Structural variation annotation is different in VCF. Please refer to the guidelines VCF format v4.2.
For your example:
1 25688926 DUP_gs_CNV_1_25688926_25700415 G <CN0>,<CN2> . PASS SVTYPE=CNV;END=25700415;CS=DUP_gs;AC=101,12;AF=0.02016773,0.00239617;NS=2504;AN=5008;EAS_AF=0.0169,0.004;EUR_AF=0.007,0.001;AFR_AF=0.0492,0.0015;AMR_AF=0.013,0.0014;SAS_AF=0.0031,0.0041 GT
- Chromosome: 1
- Start: 25688926
- End: 25700415
- Type: multiallelic CNV
- Reference Allele: Copy Number 1
- Alternate Alleles: Copy Number 0, Copy Number 2
On genotypes:
0|0: copy number 2
0|1: copy number 1 (1 + 0)
0|2: copy number 3 (1+ 2)
1|2: copy number 2 (0 + 2)
2|2: copy number 4 (2 + 2)
If you want to parse a vcf in perl
#!/usr/bin/perl
open IN, $ARGV[0];
while(<IN>){
next if ($_ =~ /^\#/);
chomp $_;
my @r = split /\t/, $_;
my @info = split /\;/, $r[7];
undef my $e;
foreach(@info) { if ($_ =~ /END=/) { $e=$_; $e =~ s/END=//; }}
print $r[0],"\t",$r[1],"\t",$e,"\n";
}
close IN;
In python
#!/usr/env python
import sys
with open(sys.argv[1],'r') as f:
for l in f:
if l.startswith('#'): continue
r = l.rstrip('\n').split('\t')
e=''
for x in r[7].split(';'):
if 'END=' in x: e=x.replace('END=','')
print r[0],r[1],e
very helpful :) thanks!
Thanks for your reply. My question was about the exact start position, but I have found the answer in the VCF format 4.2 guidelines that you linked to.

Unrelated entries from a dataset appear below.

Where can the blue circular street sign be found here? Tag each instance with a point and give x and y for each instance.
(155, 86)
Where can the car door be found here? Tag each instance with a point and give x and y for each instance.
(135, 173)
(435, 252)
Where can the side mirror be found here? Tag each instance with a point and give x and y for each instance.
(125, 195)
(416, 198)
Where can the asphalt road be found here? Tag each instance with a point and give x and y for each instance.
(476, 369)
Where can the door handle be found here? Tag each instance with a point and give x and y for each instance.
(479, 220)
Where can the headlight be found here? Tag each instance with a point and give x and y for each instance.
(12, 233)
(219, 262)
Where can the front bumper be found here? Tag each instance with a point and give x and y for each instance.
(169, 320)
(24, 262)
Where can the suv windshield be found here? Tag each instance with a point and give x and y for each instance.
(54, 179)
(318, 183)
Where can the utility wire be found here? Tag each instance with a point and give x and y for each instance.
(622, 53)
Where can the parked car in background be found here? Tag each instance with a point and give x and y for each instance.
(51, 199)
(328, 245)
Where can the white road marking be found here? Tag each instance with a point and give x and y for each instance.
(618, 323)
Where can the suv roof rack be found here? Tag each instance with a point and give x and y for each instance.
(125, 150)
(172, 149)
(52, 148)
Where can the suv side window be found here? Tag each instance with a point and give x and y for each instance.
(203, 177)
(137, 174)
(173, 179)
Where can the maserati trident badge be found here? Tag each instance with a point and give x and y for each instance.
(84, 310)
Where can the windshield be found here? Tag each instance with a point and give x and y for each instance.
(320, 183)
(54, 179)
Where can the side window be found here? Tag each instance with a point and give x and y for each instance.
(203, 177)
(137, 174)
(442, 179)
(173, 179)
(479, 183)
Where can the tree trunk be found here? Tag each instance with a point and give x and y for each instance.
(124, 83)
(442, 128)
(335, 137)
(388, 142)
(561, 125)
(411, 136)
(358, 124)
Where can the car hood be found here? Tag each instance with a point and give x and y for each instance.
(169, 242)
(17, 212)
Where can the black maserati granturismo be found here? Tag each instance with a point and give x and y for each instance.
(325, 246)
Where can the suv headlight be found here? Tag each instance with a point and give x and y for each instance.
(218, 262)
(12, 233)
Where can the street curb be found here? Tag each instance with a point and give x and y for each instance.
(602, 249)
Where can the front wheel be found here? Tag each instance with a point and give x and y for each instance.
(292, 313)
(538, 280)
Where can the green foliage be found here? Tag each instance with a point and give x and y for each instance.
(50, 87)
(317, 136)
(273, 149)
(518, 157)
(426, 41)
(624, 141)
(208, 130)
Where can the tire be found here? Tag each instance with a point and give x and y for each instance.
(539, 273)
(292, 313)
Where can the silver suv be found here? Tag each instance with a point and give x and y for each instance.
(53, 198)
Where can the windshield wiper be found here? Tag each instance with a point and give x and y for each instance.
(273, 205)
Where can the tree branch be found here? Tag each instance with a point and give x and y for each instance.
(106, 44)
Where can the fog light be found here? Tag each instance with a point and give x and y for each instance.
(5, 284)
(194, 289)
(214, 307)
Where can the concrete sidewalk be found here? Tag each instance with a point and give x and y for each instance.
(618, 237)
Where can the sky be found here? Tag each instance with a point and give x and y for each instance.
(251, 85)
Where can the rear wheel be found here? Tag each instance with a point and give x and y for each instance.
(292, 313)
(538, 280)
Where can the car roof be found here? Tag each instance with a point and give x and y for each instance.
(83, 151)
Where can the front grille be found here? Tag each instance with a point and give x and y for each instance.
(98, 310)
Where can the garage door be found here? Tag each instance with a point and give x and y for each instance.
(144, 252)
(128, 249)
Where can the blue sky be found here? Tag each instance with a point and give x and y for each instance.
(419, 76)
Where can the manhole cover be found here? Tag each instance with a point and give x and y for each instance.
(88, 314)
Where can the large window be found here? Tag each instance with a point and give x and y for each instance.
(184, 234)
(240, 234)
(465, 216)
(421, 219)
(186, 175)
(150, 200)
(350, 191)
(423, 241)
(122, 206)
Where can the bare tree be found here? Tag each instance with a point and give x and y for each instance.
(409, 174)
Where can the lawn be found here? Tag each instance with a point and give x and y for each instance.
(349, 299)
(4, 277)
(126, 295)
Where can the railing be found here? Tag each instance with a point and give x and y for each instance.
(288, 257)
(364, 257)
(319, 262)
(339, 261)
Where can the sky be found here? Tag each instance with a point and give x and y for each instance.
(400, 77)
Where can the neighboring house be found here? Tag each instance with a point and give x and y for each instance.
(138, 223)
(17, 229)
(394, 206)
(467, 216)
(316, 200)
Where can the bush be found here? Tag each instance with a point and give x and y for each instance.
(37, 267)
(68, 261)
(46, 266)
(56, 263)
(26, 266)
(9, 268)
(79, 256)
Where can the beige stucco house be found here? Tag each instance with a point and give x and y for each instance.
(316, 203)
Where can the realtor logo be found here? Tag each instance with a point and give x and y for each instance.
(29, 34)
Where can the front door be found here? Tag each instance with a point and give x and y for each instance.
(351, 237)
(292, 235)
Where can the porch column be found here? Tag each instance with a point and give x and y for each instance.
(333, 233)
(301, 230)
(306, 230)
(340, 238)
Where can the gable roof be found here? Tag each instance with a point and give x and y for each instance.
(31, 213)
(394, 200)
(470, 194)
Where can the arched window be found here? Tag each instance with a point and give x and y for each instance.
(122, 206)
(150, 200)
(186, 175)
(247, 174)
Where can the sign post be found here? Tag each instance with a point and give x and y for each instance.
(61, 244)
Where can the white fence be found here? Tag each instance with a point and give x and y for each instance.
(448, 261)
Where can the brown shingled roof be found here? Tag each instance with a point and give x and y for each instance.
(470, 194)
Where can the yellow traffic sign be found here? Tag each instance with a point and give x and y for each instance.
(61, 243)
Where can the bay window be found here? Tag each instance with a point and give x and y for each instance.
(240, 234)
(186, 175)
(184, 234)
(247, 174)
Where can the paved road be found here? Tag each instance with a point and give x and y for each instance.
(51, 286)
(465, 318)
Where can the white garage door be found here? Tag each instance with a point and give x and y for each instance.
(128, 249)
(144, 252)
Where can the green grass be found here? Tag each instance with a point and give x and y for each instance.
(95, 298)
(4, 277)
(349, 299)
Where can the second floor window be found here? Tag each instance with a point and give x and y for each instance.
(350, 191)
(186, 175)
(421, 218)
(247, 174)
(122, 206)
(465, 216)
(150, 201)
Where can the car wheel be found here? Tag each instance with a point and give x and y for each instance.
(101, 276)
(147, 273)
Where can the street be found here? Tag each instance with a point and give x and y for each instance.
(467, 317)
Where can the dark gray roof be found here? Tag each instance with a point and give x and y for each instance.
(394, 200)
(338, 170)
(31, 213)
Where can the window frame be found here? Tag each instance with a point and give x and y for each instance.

If any of the ALT alleles is a symbolic allele (an angle-bracketed ID String) then the padding base is required and POS denotes the coordinate of the base preceding the polymorphism
That means that the deleted/duplicated region in this case starts at 25,688,927 and ends at 25,700,415 (size = 11,489 bp).